Textcat.teach with Multiple Choice & Update Model

Hello,
I am trying to create a custom recipe where I can do text classification with multiple choice while updating the default TextClassifier model at the same time. I am using as base the textcat_teach recipe
I have the code for the multiple choice + classification with predictions. I am also able to update the answer before is written to the DB so I can correct the label before it is written to the DB it in case the prediction was not correct.
What I am not sure how to do or if I am doing it right is to update the model on the go with the annotation value (Accept/Reject) and how to check.
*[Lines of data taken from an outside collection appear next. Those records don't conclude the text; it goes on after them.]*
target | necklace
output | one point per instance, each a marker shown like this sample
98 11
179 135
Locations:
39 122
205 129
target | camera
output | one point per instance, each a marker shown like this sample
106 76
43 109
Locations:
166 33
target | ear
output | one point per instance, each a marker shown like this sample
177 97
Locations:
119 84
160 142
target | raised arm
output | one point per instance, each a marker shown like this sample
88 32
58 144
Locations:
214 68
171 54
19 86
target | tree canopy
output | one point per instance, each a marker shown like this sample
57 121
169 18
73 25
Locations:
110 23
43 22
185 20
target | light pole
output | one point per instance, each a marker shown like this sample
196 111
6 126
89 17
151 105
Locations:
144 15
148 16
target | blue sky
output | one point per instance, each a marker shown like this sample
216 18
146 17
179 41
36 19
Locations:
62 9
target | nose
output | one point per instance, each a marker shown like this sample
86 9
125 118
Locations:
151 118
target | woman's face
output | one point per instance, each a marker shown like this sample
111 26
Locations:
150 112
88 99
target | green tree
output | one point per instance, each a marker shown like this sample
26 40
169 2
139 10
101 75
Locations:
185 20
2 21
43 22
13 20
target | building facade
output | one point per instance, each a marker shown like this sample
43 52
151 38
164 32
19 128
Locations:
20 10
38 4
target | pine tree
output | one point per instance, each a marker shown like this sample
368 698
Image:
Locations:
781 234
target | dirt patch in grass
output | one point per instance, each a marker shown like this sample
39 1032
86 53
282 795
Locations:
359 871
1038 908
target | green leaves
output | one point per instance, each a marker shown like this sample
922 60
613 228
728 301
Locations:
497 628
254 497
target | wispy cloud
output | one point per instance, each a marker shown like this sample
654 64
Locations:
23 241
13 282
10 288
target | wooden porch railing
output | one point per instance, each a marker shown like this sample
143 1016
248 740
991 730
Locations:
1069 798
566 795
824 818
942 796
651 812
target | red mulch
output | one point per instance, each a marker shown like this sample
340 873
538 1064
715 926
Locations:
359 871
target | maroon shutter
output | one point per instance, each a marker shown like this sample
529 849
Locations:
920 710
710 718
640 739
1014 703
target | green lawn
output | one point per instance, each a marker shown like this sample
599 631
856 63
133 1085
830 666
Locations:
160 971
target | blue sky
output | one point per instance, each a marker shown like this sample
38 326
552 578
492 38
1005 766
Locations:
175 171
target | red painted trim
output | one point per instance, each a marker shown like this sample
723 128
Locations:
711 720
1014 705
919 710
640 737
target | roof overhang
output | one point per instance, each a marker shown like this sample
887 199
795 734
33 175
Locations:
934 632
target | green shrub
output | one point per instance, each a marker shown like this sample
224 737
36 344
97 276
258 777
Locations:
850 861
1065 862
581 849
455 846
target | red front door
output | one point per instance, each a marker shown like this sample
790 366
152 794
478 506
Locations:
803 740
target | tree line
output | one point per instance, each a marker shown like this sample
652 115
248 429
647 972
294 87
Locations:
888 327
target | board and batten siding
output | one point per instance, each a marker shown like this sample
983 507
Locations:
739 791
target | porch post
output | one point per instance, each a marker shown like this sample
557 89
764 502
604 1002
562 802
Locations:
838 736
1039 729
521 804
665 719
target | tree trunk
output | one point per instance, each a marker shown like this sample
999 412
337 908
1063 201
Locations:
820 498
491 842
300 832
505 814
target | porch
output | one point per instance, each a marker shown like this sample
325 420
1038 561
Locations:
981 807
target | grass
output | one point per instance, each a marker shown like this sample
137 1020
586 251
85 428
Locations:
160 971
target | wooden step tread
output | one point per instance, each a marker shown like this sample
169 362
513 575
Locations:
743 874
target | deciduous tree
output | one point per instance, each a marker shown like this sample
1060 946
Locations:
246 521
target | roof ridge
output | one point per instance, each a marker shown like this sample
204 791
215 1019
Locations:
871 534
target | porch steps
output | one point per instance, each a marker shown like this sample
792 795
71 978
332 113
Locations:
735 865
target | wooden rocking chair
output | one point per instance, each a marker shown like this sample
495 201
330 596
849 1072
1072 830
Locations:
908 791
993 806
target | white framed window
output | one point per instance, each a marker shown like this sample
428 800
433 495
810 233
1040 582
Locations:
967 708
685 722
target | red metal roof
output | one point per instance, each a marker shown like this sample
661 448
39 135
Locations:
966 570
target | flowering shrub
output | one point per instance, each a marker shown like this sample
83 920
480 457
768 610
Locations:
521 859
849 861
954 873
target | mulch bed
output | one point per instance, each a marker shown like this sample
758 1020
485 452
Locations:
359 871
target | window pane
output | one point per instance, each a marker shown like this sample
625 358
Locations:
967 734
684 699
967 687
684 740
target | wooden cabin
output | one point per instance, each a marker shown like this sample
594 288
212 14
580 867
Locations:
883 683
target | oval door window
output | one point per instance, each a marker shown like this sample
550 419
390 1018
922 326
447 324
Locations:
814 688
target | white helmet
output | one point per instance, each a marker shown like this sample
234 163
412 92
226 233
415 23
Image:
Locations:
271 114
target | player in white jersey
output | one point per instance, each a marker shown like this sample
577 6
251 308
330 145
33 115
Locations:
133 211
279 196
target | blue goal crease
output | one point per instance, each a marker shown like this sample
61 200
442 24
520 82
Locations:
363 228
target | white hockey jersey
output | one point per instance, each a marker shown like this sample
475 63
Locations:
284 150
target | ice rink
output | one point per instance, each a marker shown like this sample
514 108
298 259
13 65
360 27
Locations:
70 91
Do I need to call "model.update" in my review_answers function?

Here is my config for the multi choice and the update with my custom method

return {
    "view_id": "blocks",
    "dataset": dataset,  # Name of dataset to save annotations
    "stream": stream,  # Incoming stream of examples
    "config": {
        "blocks": [
            {"view_id": "choice"},
        ],
        "lang": nlp.lang # Additional config settings, mostly for app UI
    },
    "update": review_answers,  # Update callback, called with batch of answers
    "exclude": exclude  # List of dataset names to exclude
}

Then, my review_answers is this:

def review_answers(answers):
    # Overwrite the tag before writing to disk
    for eg in answers:
        # Update the label tag with the answer from the annotator
        if eg["answer"] == "accept" and len(eg["accept"]) > 0:
            eg["label"] = eg["accept"][0]
    model.update # Is this the right way to update the model?

The flow of my recipe is basically the same as the textcat_teach recipe

# Load the stream from a JSONL file and return a generator that yields a
# dictionary for each example in the data.
stream = JSONL(source)

# Load the spaCy model
nlp = spacy.load(spacy_model)

# Initialize Prodigy's text classifier model, which outputs
# (score, example) tuples
model = TextClassifier(nlp, label)

if patterns is None:
    # No patterns are used, so just use the model to suggest examples
    # and only use the model's update method as the update callback
    predict = model
    update = model.update  # Do I need to do model.update here?? Update is not used
else:
    # Initialize the pattern matcher and load in the JSONL patterns.
    # Set the matcher to not label the highlighted spans, only the text.
    matcher = PatternMatcher(
        nlp,
        prior_correct=5.0,
        prior_incorrect=5.0,
        label_span=False,
        label_task=True,
    )
    matcher = matcher.from_disk(patterns)
    # Combine the NER model and the matcher and interleave their
    # suggestions and update both at the same time
    predict, update = combine_models(model, matcher)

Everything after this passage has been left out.